News
Landscape Institute's Statement on ASC Mind the Skills Gap Report
14th September 2007
The Landscape Institute today welcomed the Academy for Sustainable Communities’ ‘Mind the Skills Gap’ report but warned that the call for generic skills should be secondary to the need to ensure more people enter the landscape architecture profession.
The report states that by 2012 the shortage of architects, urban designers and landscape architects could grow to 91 percent and calls for an improvement in generic skills to deliver economic, social and environmental sustainability.
Landscape Institute Director General Marion Bowman said: “The Landscape Institute welcomes the report and in particular the strong call for a major national effort in tackling the skills crisis and for the training of more landscape architects. However the recommendations appear to be at odds with the evidence. Landscape architecture is already the most collaborative of all the built environment professions.

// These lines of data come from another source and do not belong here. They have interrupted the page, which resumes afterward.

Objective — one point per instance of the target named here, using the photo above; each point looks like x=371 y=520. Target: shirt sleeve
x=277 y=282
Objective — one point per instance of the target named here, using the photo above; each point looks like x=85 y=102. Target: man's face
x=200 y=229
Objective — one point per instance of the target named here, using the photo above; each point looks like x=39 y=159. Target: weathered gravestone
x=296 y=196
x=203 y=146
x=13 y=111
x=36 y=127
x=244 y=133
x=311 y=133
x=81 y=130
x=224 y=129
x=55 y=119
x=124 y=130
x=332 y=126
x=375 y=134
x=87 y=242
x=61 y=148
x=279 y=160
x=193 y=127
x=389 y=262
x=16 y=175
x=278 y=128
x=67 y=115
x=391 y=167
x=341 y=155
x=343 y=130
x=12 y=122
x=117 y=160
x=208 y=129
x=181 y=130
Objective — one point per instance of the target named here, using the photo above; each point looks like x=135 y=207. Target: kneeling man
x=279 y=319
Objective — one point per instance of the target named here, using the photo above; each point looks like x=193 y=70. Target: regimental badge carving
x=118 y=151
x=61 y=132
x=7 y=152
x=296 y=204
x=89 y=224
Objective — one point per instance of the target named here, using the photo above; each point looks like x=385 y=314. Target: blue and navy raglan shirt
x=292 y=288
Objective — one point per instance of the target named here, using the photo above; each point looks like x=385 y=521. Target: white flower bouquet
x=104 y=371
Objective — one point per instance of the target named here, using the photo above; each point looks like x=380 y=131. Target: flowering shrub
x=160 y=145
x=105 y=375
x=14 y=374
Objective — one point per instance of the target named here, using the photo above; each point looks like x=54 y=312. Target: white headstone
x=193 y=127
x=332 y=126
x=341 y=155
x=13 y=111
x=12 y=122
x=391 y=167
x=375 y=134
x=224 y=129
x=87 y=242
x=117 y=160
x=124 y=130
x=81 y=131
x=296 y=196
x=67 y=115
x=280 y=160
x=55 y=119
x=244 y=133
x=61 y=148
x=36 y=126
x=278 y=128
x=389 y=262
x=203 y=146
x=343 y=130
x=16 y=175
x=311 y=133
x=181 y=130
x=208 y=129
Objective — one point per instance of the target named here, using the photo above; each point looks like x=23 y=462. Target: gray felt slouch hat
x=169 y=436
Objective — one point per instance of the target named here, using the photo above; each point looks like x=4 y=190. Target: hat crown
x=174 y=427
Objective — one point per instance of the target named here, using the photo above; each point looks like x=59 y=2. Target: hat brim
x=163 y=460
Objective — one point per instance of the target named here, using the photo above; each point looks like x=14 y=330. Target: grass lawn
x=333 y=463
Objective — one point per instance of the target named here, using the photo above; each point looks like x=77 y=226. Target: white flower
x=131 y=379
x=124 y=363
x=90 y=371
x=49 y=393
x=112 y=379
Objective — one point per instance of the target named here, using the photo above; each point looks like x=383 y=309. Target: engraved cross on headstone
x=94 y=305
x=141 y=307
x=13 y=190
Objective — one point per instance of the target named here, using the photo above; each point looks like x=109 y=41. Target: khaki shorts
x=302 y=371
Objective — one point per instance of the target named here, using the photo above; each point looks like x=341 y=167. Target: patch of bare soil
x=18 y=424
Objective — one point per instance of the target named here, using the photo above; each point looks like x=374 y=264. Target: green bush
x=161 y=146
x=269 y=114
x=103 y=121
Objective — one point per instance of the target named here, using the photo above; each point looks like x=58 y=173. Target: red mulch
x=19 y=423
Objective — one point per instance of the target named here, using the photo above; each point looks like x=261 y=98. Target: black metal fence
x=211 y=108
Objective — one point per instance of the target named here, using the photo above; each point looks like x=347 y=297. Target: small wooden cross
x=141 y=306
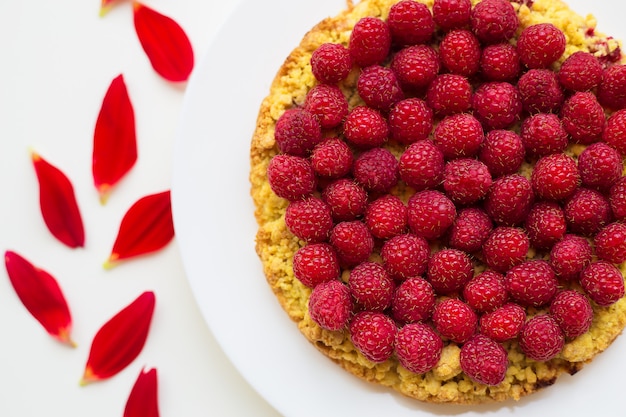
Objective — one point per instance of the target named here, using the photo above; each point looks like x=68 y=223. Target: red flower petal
x=58 y=204
x=114 y=139
x=146 y=227
x=143 y=398
x=41 y=295
x=120 y=340
x=166 y=44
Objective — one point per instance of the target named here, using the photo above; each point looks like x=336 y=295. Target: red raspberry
x=405 y=256
x=466 y=180
x=431 y=213
x=410 y=23
x=373 y=334
x=459 y=135
x=485 y=292
x=555 y=177
x=505 y=247
x=328 y=104
x=331 y=63
x=421 y=165
x=386 y=217
x=497 y=104
x=583 y=117
x=316 y=263
x=371 y=287
x=504 y=323
x=484 y=360
x=610 y=243
x=470 y=229
x=448 y=94
x=410 y=120
x=573 y=313
x=540 y=91
x=379 y=88
x=347 y=200
x=502 y=151
x=330 y=305
x=509 y=200
x=290 y=177
x=494 y=21
x=413 y=301
x=602 y=282
x=365 y=127
x=455 y=320
x=541 y=338
x=418 y=347
x=581 y=71
x=370 y=41
x=297 y=132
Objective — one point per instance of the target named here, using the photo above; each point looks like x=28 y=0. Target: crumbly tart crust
x=275 y=245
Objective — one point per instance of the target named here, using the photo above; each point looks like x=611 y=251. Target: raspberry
x=365 y=127
x=405 y=256
x=421 y=165
x=542 y=134
x=413 y=300
x=330 y=305
x=485 y=292
x=379 y=88
x=418 y=348
x=373 y=334
x=555 y=177
x=603 y=283
x=316 y=263
x=410 y=23
x=309 y=219
x=509 y=200
x=540 y=91
x=502 y=151
x=504 y=323
x=460 y=52
x=466 y=180
x=540 y=45
x=297 y=132
x=573 y=313
x=352 y=241
x=505 y=247
x=470 y=229
x=371 y=287
x=454 y=320
x=610 y=243
x=290 y=177
x=497 y=104
x=531 y=283
x=328 y=104
x=484 y=360
x=541 y=339
x=494 y=21
x=459 y=135
x=449 y=94
x=370 y=41
x=376 y=170
x=583 y=117
x=431 y=213
x=600 y=166
x=331 y=63
x=386 y=217
x=410 y=120
x=581 y=71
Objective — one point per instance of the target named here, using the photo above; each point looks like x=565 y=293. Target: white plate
x=215 y=228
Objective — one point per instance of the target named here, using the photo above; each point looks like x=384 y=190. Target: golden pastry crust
x=275 y=245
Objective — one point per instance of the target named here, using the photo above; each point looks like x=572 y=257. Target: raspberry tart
x=439 y=190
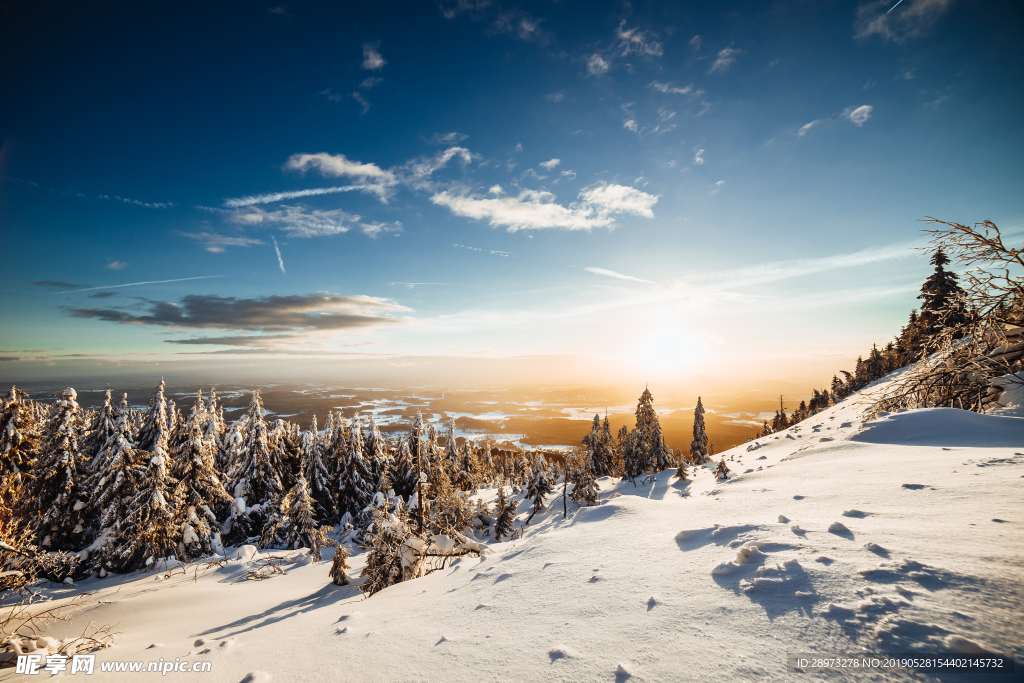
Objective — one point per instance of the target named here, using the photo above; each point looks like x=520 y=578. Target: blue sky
x=600 y=190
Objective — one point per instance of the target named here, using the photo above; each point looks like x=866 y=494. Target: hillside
x=899 y=535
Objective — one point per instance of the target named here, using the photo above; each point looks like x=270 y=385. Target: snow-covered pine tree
x=156 y=430
x=317 y=474
x=540 y=485
x=722 y=471
x=18 y=449
x=57 y=492
x=505 y=515
x=199 y=491
x=296 y=527
x=354 y=488
x=698 y=446
x=338 y=566
x=150 y=531
x=253 y=477
x=584 y=484
x=102 y=426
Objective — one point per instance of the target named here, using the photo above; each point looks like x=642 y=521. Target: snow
x=667 y=580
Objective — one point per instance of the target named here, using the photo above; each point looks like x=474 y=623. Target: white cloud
x=597 y=66
x=807 y=126
x=372 y=59
x=637 y=41
x=859 y=115
x=216 y=244
x=725 y=59
x=616 y=275
x=595 y=207
x=910 y=18
x=376 y=180
x=669 y=88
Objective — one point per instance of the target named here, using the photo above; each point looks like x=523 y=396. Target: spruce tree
x=199 y=489
x=698 y=446
x=254 y=476
x=316 y=473
x=150 y=531
x=57 y=489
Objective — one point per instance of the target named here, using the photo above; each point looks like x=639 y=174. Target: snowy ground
x=901 y=535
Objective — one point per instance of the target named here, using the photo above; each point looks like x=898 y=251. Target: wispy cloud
x=909 y=19
x=616 y=275
x=858 y=115
x=635 y=41
x=372 y=59
x=148 y=282
x=670 y=89
x=281 y=261
x=807 y=126
x=320 y=310
x=596 y=207
x=725 y=59
x=597 y=66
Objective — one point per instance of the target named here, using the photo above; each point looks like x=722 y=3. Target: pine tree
x=199 y=491
x=57 y=491
x=150 y=531
x=316 y=473
x=254 y=476
x=540 y=485
x=156 y=430
x=505 y=513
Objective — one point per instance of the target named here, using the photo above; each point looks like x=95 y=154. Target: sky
x=483 y=190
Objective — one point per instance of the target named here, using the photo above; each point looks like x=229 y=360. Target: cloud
x=859 y=115
x=372 y=59
x=281 y=261
x=635 y=41
x=617 y=275
x=671 y=89
x=807 y=126
x=301 y=222
x=320 y=310
x=273 y=198
x=57 y=284
x=909 y=19
x=216 y=244
x=596 y=66
x=725 y=59
x=448 y=138
x=364 y=102
x=529 y=210
x=373 y=177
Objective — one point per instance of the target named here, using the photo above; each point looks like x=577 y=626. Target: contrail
x=281 y=262
x=151 y=282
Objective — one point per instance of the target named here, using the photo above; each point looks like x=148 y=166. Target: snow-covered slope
x=901 y=535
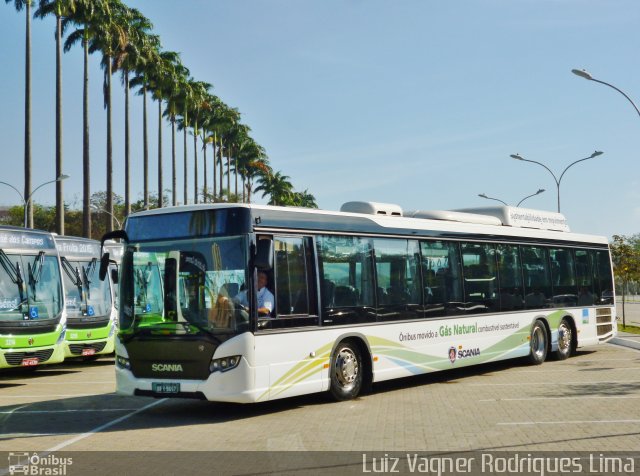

“The profession is entirely concerned with place-making and creating sustainable communities and is already doing much of the work the report calls for by way of cross professional working. Indeed the basis for all work in the public realm is the ability to work with communities, understand their needs and implement the findings of these consultations. We need to recruit, train and keep more landscape architects, so it is essential that a national effort to support sustainable communities prioritises creating more landscape architects. Without that, many public policy objectives cannot be achieved.”
“With government support, we must encourage a new generation of talented and creative young people to make landscape architecture their first career choice.”
Ms Bowman said that landscape architecture combined many of the cross cutting skills which were required for the challenges facing the country now – climate change, housing and sustainability – to create the best possible landscapes at minimal environmental cost. Without better design and management of landscapes at every scale in urban and rural settings, sustainable communities cannot be achieved.
She added: “Landscapes are the context for development. They are where people live, work and play and because they are living entities, they are part of the dynamic of how social, cultural, environmental and economic assets are created.”